#19

20 14 0
                                    

Jangan lupa vote dan komennya ^^

*****

Segelas kopi pagi selalu menjadi rutinitas Chandra untuk memperbaiki suasana hati. Cukup kopi, tanpa sarapan pun ia kuat menjalani hari seperti biasa. Kesedihan ditinggal Mahendra baru saja mengaduk hatinya. Dan masih usai pemakaman kemarin sore.

Panggilan dari Hanum menggugah pikirannya sepenuhnya. Ia mencengkram gawainya segera.

"Hai," sapanya.

"Hai. Kamu sedang apa?" suara Hanum terdengar lesu.

"Minum kopi seperti biasa. Kamu?"

"Sama." Sejenak Hanum menunda untuk bicara. "Kamu baik-baik saja?"

Chandra tersenyum simpul. "Setelah kamu menelpon aku cukup tenang."

Terdengar napas Hanum terkekeh di sana. "Kamu yakin aku tidak perlu ke sana?"

"Tidak usah. Lagi pula pemakamannya sudah kemarin sore." Chandra menghembuskan napasnya dengan cukup kuat. "Aku baik-baik saja. Tenanglah." Nada suara Chandra mulai semangat.

"OK. Bagaimana Mamamu?"

"Mama baik-baik saja. Mungkin agak kelelahan karena kemarin banyak pelayat yang datang." Chandra berdehem menghilangkan canggung, "Oh iya....maaf....dengan kondisiku seperti ini, mungkin untuk pemilihan ketua BEM....aku bukan ingin mengundurkan diri...."

"Iya, kamu pasti butuh waktu untuk menenangkan pikiran."

"Bukan, aku tidak ingin mengatakan itu." Chandra memotong, "Yah, mungkin benar aku butuh waktu tenang, tetapi tidak lama lagi aku akan kembali berjuang lebih semangat lagi."

"Kamu....yakin?"

"Iya, aku harus menjadi ketua BEM. Kalau aku kalah, Papa pasti akan lebih kecewa di nirwana."

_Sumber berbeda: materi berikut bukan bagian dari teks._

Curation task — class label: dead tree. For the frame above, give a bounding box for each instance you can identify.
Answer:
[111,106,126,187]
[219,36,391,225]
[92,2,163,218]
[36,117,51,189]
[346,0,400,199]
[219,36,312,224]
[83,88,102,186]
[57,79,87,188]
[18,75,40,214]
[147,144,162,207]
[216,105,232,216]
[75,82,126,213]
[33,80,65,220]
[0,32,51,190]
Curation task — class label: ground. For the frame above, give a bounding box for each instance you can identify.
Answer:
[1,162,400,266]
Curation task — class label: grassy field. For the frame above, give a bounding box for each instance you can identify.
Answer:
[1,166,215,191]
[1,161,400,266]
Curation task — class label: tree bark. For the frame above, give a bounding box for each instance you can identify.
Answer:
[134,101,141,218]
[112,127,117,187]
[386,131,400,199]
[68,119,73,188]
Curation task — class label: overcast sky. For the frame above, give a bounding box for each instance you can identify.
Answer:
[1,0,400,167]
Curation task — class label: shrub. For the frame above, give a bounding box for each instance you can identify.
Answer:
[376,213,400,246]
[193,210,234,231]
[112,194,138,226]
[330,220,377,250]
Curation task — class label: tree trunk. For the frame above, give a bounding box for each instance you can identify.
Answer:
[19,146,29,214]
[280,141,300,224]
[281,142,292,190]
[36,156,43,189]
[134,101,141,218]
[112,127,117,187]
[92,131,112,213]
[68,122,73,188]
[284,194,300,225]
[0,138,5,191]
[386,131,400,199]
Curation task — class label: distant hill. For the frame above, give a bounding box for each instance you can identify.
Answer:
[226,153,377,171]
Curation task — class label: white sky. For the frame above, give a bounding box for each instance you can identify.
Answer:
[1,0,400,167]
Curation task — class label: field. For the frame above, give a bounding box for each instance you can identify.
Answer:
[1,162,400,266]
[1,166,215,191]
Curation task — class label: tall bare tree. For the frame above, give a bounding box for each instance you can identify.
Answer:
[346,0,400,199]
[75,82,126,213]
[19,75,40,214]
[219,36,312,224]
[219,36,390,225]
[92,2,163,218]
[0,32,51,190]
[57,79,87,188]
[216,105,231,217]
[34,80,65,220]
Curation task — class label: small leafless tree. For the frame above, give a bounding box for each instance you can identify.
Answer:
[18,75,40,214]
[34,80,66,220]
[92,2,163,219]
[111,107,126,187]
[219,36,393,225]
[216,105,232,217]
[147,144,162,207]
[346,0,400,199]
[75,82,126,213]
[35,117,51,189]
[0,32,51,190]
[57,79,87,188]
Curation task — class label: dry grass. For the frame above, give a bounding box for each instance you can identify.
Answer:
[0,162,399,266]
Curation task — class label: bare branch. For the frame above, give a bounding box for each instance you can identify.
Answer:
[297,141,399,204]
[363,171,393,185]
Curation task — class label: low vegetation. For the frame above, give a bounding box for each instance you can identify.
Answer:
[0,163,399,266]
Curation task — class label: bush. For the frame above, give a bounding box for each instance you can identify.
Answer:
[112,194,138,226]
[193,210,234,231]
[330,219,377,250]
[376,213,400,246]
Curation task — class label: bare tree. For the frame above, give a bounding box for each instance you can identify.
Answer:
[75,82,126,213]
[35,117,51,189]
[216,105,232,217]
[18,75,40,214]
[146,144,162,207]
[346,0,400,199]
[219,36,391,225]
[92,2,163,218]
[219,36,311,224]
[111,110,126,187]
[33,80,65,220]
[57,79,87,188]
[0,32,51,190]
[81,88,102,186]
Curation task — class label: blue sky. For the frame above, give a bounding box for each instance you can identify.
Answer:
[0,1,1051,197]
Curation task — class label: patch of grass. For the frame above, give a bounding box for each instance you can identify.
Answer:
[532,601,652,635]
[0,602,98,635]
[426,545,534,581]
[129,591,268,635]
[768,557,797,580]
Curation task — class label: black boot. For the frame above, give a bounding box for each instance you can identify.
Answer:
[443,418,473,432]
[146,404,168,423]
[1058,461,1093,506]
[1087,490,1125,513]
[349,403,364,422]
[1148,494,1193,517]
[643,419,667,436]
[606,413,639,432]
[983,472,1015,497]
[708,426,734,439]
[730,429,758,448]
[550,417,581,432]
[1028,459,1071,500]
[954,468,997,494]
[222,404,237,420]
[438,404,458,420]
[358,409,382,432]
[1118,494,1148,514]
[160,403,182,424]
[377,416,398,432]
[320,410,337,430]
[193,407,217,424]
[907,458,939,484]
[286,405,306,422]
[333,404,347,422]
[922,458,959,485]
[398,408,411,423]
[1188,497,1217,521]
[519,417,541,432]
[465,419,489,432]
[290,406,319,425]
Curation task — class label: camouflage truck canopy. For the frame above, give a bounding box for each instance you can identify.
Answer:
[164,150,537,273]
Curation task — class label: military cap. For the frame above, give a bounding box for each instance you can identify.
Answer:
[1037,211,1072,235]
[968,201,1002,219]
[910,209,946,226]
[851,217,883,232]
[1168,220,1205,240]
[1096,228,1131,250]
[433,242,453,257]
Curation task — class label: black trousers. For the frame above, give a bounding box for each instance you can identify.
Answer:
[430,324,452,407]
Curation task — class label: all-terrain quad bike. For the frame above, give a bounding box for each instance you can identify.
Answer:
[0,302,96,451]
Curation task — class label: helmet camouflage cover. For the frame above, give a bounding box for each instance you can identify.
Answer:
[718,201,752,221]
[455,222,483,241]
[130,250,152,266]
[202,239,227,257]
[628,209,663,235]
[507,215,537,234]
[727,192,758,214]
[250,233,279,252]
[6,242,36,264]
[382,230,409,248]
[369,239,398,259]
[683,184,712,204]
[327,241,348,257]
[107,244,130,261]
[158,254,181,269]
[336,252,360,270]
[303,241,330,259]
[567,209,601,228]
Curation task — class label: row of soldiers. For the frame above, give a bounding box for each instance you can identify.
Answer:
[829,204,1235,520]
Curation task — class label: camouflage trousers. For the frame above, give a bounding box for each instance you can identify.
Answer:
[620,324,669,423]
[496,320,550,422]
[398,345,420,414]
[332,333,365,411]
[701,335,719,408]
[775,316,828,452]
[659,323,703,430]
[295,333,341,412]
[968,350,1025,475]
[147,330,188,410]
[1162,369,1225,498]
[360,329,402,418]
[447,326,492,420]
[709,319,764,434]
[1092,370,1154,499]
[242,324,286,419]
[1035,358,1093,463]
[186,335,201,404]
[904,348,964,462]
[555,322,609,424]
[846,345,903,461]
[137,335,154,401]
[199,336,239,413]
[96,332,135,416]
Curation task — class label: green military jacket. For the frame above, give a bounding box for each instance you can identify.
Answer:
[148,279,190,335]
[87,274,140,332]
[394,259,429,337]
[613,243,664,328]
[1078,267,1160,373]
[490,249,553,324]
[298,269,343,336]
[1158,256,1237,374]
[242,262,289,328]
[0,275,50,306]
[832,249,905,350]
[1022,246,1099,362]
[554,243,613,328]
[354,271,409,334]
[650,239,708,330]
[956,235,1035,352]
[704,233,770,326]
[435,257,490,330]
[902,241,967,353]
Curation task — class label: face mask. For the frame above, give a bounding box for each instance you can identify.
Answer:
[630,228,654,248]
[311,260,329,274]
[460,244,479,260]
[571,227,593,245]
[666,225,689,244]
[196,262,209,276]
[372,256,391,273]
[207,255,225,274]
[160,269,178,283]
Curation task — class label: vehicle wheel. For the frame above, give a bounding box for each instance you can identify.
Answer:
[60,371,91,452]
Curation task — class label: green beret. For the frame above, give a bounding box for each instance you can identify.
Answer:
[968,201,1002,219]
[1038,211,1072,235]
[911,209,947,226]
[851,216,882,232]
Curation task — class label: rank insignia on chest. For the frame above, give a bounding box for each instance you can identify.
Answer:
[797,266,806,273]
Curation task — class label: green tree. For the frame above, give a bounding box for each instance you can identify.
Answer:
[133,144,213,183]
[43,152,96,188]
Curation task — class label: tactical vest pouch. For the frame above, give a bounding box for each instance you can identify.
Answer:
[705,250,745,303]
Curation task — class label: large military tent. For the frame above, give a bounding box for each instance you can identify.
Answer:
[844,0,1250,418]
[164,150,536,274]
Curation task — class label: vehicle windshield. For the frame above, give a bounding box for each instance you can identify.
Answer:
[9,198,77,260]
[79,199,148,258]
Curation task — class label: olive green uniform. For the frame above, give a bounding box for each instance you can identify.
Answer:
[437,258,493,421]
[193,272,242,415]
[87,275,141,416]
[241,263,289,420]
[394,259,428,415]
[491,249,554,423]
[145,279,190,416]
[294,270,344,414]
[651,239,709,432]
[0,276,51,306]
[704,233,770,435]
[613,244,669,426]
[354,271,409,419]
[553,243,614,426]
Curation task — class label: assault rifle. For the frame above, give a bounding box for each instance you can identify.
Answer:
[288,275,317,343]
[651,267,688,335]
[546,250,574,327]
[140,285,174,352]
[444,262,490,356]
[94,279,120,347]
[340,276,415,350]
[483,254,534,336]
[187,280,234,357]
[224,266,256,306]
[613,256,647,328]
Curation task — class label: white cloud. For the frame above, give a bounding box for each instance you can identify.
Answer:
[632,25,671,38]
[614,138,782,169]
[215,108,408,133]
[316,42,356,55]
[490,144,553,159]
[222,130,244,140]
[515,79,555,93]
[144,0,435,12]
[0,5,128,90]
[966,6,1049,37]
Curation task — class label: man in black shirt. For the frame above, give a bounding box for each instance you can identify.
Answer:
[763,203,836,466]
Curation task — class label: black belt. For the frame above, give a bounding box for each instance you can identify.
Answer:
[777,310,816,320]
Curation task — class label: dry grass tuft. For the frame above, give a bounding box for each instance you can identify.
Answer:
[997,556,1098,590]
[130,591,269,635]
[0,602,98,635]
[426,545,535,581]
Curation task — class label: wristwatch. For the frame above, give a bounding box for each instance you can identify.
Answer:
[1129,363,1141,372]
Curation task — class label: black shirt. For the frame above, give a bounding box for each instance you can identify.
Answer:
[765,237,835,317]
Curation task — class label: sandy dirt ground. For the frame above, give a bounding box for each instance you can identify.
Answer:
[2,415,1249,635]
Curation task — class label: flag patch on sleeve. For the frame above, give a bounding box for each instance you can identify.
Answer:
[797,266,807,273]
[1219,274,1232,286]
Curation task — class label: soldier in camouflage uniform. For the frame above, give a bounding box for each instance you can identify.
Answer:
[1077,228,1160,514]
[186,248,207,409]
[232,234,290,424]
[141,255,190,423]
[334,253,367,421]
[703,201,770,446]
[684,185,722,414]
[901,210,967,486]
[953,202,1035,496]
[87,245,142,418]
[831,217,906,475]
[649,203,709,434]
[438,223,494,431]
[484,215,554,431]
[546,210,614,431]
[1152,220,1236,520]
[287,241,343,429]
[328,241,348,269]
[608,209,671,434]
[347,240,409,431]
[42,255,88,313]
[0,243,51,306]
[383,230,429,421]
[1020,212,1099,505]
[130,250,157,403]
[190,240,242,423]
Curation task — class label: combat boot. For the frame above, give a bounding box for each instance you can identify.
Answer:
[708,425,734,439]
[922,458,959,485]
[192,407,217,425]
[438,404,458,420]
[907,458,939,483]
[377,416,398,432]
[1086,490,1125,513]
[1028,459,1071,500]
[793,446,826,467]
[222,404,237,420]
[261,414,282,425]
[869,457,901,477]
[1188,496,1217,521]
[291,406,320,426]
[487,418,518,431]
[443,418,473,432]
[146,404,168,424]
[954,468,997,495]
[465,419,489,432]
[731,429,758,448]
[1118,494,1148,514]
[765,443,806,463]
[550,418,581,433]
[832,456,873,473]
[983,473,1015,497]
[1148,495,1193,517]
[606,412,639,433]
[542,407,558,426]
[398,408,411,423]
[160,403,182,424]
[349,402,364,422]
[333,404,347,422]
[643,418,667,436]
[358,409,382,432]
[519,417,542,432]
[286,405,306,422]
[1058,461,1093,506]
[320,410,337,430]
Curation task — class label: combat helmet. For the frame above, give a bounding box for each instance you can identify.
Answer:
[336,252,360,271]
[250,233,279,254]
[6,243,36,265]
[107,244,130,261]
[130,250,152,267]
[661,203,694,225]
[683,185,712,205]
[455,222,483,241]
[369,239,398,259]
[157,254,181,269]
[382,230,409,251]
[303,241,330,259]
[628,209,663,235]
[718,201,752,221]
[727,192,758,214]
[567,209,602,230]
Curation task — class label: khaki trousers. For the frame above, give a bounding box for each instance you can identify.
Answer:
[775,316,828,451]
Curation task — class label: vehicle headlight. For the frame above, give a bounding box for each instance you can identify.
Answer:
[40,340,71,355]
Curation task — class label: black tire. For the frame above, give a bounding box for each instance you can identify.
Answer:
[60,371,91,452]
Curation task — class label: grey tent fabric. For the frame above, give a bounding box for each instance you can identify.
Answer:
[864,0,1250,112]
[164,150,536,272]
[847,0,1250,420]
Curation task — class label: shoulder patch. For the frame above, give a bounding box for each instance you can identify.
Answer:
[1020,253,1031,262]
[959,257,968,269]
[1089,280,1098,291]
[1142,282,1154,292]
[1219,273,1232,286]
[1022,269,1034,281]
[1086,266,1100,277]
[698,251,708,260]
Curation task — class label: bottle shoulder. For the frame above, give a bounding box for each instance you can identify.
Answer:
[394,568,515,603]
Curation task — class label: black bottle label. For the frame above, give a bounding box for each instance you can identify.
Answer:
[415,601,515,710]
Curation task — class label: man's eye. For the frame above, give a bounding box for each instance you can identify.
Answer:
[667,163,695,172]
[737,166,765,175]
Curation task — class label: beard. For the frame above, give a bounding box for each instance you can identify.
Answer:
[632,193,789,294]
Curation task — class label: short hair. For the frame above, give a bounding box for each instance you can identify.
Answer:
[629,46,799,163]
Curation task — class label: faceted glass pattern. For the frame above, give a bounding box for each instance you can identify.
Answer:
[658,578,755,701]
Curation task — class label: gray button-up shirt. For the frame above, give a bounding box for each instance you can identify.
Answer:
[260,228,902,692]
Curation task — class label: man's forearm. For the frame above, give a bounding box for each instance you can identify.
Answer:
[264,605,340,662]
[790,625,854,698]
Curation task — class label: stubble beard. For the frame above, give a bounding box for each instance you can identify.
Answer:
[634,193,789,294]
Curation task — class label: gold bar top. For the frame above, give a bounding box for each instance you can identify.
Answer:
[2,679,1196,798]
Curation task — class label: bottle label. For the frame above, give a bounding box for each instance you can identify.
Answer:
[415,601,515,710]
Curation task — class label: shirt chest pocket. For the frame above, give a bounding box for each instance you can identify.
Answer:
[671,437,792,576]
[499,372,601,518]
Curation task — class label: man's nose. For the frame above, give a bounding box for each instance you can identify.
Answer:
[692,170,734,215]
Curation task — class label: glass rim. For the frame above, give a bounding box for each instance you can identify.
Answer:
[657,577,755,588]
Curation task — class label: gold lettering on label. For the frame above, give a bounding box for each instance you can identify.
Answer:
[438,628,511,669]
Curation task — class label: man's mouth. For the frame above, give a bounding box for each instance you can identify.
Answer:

Chandra sempat menanyakan beberapa hal tentang kampanye Winter selama ketiadaannya di Jakarta. Hanum hanya menceritakan sebagian tentang pidato Winter mengenai pembelaan terhadap peneluh. Tetapi, Hanum tak menyentuh cerita tentangnya yang memata-matai Winter. Dan kini, mendengar Chandra yang semakin bersemangat setidaknya menenangkan Hanum. Tetapi juga membuatnya berpikir bahwa ambisi Chandra benar-benar memanas.

"Baiklah. Jadi, kamu akan kembali secepatnya?"

"Tentu saja, Mama juga sangat mendukungku. Setelah mendengar ceritamu soal Winter kemarin, aku menjadi tersulut untuk mengalahkannya di panggung ketua BEM. Aku akan menguak kasus santet ini dan namaku akan dikenal. Sebagai prestasiku nanti. Aku akan memberikan pengertian kepada publik untuk menghargai nyawa seseorang. Dan orang-orang yang memiliki kekuatan seharusnya melindungi bukan menyakiti."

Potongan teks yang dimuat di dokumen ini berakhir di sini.